According to a new poll from the Michigan-based firm EPIC-MRA, Snyder is in the lead in a very close three-way race for the gubernatorial nomination against two candidates, Attorney General Mike Cox and congressman Peter Hoekstra, who are competing heatedly with each other for the Tea Party/True Conservative mantle. Yet in the Year of the Conservative, you search high and low on Snyder's web page to find the word "conservative." There are plenty of things Snyder talks about--notably his business experience as an executive with Gateway, and his determination to make Michigan government operate efficiently--that appeal to conservatives. But he mainly identifies himself as "one tough nerd"--the sort of thing you'd normally associate with elitist liberals--and in the stretch run of the primary, seems to be branding himself as a moderate with special crossover appeal to Democrats and independents.
To be sure, Snyder calls himself pro-life (though he has broken with anti-abortion groups by strongly supporting embryonic stem cell research) and pro-gun, but has avoided discussion of social issues in his campaign. More importantly, he's associated himself with former Gov. William Millikan, whose moderate (and pro-choice) policies as Michigan's chief executive and GOP party boss were nearly as annoying to conservatives as his endorsements of the last two Democratic presidential nominees. And he's also linked even more closely to moderate (and pro-choice) former congressman Joe Schwarz, who flirted with an independent candicacy for governor before being tapped by Snyder's campaign to reach out to Democratic and independent crossover voters.

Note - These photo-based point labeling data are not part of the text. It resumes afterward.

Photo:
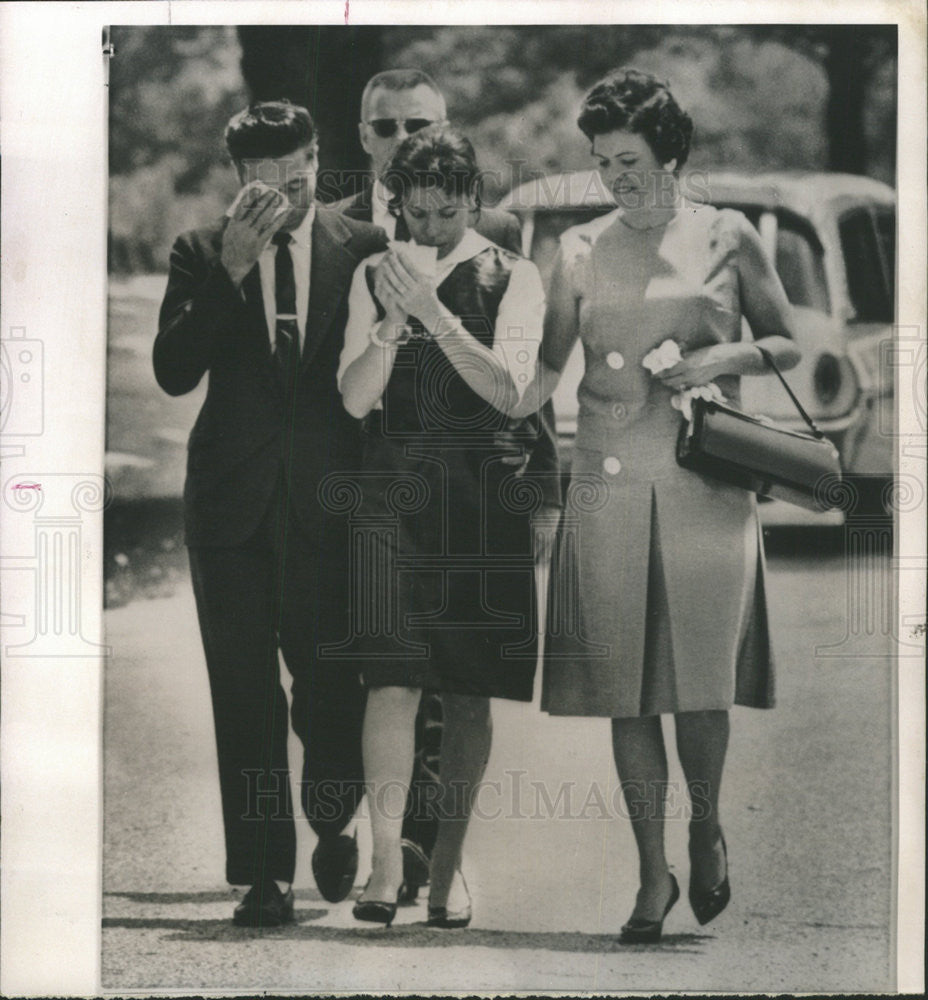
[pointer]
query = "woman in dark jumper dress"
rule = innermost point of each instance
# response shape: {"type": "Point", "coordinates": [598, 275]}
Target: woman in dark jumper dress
{"type": "Point", "coordinates": [439, 346]}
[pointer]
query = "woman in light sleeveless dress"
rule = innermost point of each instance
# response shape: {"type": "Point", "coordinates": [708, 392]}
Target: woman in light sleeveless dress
{"type": "Point", "coordinates": [657, 601]}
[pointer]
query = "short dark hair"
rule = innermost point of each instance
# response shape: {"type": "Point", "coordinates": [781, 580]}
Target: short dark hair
{"type": "Point", "coordinates": [269, 129]}
{"type": "Point", "coordinates": [438, 157]}
{"type": "Point", "coordinates": [398, 79]}
{"type": "Point", "coordinates": [638, 102]}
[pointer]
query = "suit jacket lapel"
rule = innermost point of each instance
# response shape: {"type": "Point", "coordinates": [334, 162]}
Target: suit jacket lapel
{"type": "Point", "coordinates": [254, 304]}
{"type": "Point", "coordinates": [253, 297]}
{"type": "Point", "coordinates": [330, 271]}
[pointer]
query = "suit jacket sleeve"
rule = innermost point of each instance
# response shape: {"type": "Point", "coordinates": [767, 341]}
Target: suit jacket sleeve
{"type": "Point", "coordinates": [199, 304]}
{"type": "Point", "coordinates": [513, 235]}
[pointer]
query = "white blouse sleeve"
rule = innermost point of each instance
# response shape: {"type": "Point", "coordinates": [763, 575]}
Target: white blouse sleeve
{"type": "Point", "coordinates": [362, 318]}
{"type": "Point", "coordinates": [519, 323]}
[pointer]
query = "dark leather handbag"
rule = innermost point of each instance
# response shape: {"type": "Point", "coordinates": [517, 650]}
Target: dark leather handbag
{"type": "Point", "coordinates": [754, 453]}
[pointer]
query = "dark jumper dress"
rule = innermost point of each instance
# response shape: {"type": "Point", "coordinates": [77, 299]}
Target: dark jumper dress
{"type": "Point", "coordinates": [452, 598]}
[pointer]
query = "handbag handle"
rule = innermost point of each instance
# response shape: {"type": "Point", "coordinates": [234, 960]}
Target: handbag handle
{"type": "Point", "coordinates": [768, 357]}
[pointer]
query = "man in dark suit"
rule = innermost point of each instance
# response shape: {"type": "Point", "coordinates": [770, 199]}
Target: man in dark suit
{"type": "Point", "coordinates": [259, 301]}
{"type": "Point", "coordinates": [395, 104]}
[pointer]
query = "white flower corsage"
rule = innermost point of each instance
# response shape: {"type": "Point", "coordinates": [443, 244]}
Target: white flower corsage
{"type": "Point", "coordinates": [683, 401]}
{"type": "Point", "coordinates": [665, 356]}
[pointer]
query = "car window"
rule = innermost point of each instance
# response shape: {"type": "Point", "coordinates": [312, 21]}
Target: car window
{"type": "Point", "coordinates": [800, 266]}
{"type": "Point", "coordinates": [886, 232]}
{"type": "Point", "coordinates": [868, 252]}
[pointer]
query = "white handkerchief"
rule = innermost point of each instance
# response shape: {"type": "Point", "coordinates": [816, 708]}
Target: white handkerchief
{"type": "Point", "coordinates": [663, 357]}
{"type": "Point", "coordinates": [424, 259]}
{"type": "Point", "coordinates": [284, 207]}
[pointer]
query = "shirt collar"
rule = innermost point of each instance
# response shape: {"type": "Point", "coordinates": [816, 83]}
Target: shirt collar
{"type": "Point", "coordinates": [471, 244]}
{"type": "Point", "coordinates": [302, 235]}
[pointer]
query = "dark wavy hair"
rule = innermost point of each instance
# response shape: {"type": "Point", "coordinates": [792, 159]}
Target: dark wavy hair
{"type": "Point", "coordinates": [638, 102]}
{"type": "Point", "coordinates": [269, 129]}
{"type": "Point", "coordinates": [438, 157]}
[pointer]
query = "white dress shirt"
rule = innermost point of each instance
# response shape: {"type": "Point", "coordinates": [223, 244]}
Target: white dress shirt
{"type": "Point", "coordinates": [380, 210]}
{"type": "Point", "coordinates": [516, 336]}
{"type": "Point", "coordinates": [300, 252]}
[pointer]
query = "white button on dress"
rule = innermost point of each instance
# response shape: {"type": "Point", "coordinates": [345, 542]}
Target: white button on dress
{"type": "Point", "coordinates": [615, 360]}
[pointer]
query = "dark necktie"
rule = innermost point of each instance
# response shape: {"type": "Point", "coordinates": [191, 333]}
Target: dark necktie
{"type": "Point", "coordinates": [402, 230]}
{"type": "Point", "coordinates": [286, 331]}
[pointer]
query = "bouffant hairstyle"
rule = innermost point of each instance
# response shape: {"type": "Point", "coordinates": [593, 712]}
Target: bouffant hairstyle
{"type": "Point", "coordinates": [638, 102]}
{"type": "Point", "coordinates": [268, 130]}
{"type": "Point", "coordinates": [438, 157]}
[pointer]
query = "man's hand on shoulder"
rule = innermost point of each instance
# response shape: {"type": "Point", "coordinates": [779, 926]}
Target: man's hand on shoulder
{"type": "Point", "coordinates": [259, 213]}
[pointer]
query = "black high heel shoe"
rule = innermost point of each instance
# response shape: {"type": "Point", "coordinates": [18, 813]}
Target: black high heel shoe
{"type": "Point", "coordinates": [707, 904]}
{"type": "Point", "coordinates": [639, 931]}
{"type": "Point", "coordinates": [376, 911]}
{"type": "Point", "coordinates": [441, 916]}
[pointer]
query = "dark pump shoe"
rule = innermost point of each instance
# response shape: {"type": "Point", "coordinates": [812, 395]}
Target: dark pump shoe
{"type": "Point", "coordinates": [707, 904]}
{"type": "Point", "coordinates": [264, 907]}
{"type": "Point", "coordinates": [335, 865]}
{"type": "Point", "coordinates": [376, 911]}
{"type": "Point", "coordinates": [639, 931]}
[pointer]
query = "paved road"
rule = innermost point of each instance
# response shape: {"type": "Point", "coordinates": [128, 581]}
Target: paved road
{"type": "Point", "coordinates": [807, 811]}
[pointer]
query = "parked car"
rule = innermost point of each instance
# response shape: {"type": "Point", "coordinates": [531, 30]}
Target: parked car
{"type": "Point", "coordinates": [832, 237]}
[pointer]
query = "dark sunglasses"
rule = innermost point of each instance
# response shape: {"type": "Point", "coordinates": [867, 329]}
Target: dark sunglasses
{"type": "Point", "coordinates": [386, 127]}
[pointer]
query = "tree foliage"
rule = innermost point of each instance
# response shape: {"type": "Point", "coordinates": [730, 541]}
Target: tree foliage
{"type": "Point", "coordinates": [762, 97]}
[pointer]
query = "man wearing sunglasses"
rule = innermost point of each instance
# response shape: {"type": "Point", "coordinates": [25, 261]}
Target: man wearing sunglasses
{"type": "Point", "coordinates": [394, 105]}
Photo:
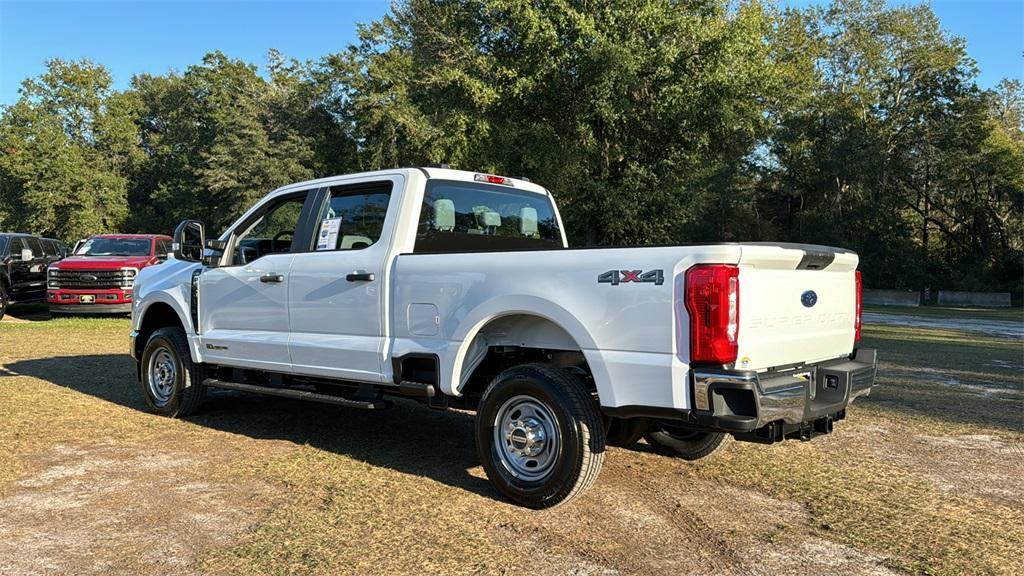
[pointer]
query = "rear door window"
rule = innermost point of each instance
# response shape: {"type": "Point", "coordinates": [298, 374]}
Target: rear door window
{"type": "Point", "coordinates": [469, 217]}
{"type": "Point", "coordinates": [35, 246]}
{"type": "Point", "coordinates": [50, 247]}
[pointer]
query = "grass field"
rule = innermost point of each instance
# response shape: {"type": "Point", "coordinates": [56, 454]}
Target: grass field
{"type": "Point", "coordinates": [925, 477]}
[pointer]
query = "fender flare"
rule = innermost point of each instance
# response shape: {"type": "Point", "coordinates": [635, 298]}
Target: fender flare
{"type": "Point", "coordinates": [162, 297]}
{"type": "Point", "coordinates": [473, 322]}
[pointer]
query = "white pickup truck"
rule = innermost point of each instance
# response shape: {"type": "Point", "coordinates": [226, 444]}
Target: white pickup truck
{"type": "Point", "coordinates": [459, 289]}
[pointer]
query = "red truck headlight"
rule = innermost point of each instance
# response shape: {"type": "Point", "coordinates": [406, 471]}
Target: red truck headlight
{"type": "Point", "coordinates": [713, 302]}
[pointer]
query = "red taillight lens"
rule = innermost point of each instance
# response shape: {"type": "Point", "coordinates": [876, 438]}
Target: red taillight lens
{"type": "Point", "coordinates": [856, 318]}
{"type": "Point", "coordinates": [713, 301]}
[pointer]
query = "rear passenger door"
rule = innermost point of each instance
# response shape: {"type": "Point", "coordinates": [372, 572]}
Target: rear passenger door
{"type": "Point", "coordinates": [338, 287]}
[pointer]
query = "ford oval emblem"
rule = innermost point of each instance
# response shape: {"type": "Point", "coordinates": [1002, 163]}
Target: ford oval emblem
{"type": "Point", "coordinates": [809, 298]}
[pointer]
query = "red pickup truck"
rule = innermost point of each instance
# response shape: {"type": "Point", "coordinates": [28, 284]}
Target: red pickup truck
{"type": "Point", "coordinates": [98, 278]}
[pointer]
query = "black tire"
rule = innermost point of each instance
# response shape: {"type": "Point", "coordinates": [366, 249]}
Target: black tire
{"type": "Point", "coordinates": [181, 393]}
{"type": "Point", "coordinates": [680, 443]}
{"type": "Point", "coordinates": [572, 455]}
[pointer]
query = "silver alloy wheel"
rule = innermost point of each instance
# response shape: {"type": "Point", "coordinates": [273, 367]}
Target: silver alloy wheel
{"type": "Point", "coordinates": [162, 371]}
{"type": "Point", "coordinates": [526, 438]}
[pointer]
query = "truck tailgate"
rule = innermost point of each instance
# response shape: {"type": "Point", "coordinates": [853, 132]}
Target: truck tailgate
{"type": "Point", "coordinates": [797, 304]}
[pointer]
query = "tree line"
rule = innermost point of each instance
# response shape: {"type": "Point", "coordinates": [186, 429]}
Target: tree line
{"type": "Point", "coordinates": [855, 124]}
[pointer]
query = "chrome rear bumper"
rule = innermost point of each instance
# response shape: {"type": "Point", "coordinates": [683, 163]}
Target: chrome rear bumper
{"type": "Point", "coordinates": [778, 403]}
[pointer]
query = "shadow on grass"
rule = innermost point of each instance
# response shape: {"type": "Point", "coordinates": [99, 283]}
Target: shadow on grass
{"type": "Point", "coordinates": [410, 438]}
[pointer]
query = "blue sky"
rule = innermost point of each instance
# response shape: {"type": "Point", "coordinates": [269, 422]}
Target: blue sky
{"type": "Point", "coordinates": [159, 35]}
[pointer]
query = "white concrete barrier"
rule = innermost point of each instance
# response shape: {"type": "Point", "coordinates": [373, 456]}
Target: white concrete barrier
{"type": "Point", "coordinates": [891, 297]}
{"type": "Point", "coordinates": [982, 299]}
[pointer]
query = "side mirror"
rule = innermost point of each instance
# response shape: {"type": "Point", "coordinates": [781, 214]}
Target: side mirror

The "reachout" idea is interesting but problematic. Michigan is an open primary state, and moreover, one that lets voters decide within the privacy of the voting booth which primary they will participate in (leading to high levels of confusion and spoiled ballots). But it's not clear how willing Michigan voters are to cross over. The EPIC-MRA poll cited earlier shows that only 2% of likely GOP primary voters are Democrats, and only 15% are true independents. The same poll shows self-identified conservatives outgunning moderates 72-24.
It's certainly plausible that the Cox-Hoekstra battle will let Snyder, with or without a significant crossover vote, sneak through to victory. There's some precedent in Indiana, where Marlin Stutzman and John Hostettler split the Tea Party/True Conservative vote and let Dan Coats win. But Coats is a much more orthodox conservative figure than Snyder, and didn't openly appeal to non-Republican voters. So if Snyder wins on Tuesday, it will provide an exception to the general rule that being a loud-and-proud conservative is a condition precedent for representing the Republican Party in major elections this year. And who knows, a Snyder win could even supply some encouragement down the road to conservative efforts nationally to close primaries or require runoffs.